# Bayes Classifier - Monte Carlo sampling

Assume a feature $$x \in [0,2]$$ and $$3$$ classes $$\omega_i, \, i = 1,2,3$$ with likelihood functions $$p_1 = \frac12, p_2 = \frac34 x (2 - x), p_3 = \frac12 x$$ and decision regions: \begin{align} R_1 &= [0, 0.087] \\ R_2 &= [0.087, 1.5] \\ R_3 &= [1.5, 2] \end{align}

Calculating the expected classification error, we get:

$$P_e = 0.4114$$

After that, I use Monte Carlo sampling to approximate the classification error and compare it to its theoretical value.

This is the code:

N = 1000

# Prior probabilities
P1 = 0.125
P2 = 0.5
P3 = 0.375

counter1 = 0  # Misclassified instances of class 1
counter2 = 0  # Misclassified instances of class 2
counter3 = 0  # Misclassified instances of class 3

for i in range(N):
prior = random.uniform(0, 1)

if 0 <= prior <= P1:
rand_choice = random.uniform(0, 2)
if not 0 <= rand_choice <= 0.087:
counter1 += 1
elif P1 <= prior <= P1 + P2:
rand_choice = random.uniform(0, 2)
if not 0.087 <= rand_choice <= 1.5:
counter2 += 1
else:
rand_choice = random.uniform(0, 2)
if not 1.5 <= rand_choice <= 2:
counter3 += 1

# Expected classification errors for each class
error1 = counter1 / N
error2 = counter2 / N
error3 = counter3 / N

# Total expected classification error
error = error1 + error2 + error3

print(error)


Obviously, the above code segment doesn't take into account the likelihood functions. Can someone suggest a hint on how to include these functions in the sampling?

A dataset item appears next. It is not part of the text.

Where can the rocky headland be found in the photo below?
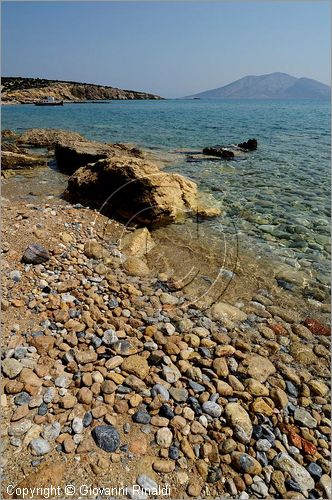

• Can you describe the formula used to calculate the expected classification error? Commented Nov 2, 2020 at 19:34
• @jpneto Yes. It's: $$P_e=\sum_{k=1}^n \int_{\mathcal R-\mathcal R_k}P(w_k)p(x|w_k)dx$$ where $R$ is the union of all $R_k$. In this case, $n=3$. Commented Nov 2, 2020 at 19:40
• Assuming $x \sim U(0,2)$ and that it is independent of the regions (that is, $p(x|w_k)= p(x)$), that formula is in accordance with your Monte Carlo value. In any of these assumptions false? Commented Nov 2, 2020 at 20:06
• @jpneto Hm, no. $p(x| w_k)$ is not the same for every $k$. Probably this is why the values don't agree. What change should I make to the code to take into account the likelihood functions? Commented Nov 2, 2020 at 20:25
• Well, what are the likelihoods? :-) I would suggest improving the question to properly specify the problem. Commented Nov 2, 2020 at 20:35

The problem seems that your Monte Carlo simulation is assuming $$x$$ to be a uniform random variable while it is not.
After selecting a class $$w_i$$ you need to generate $$x$$ taking into account the appropriate likelihood function. To produce values for these given distributions you can use Inverse transform sampling.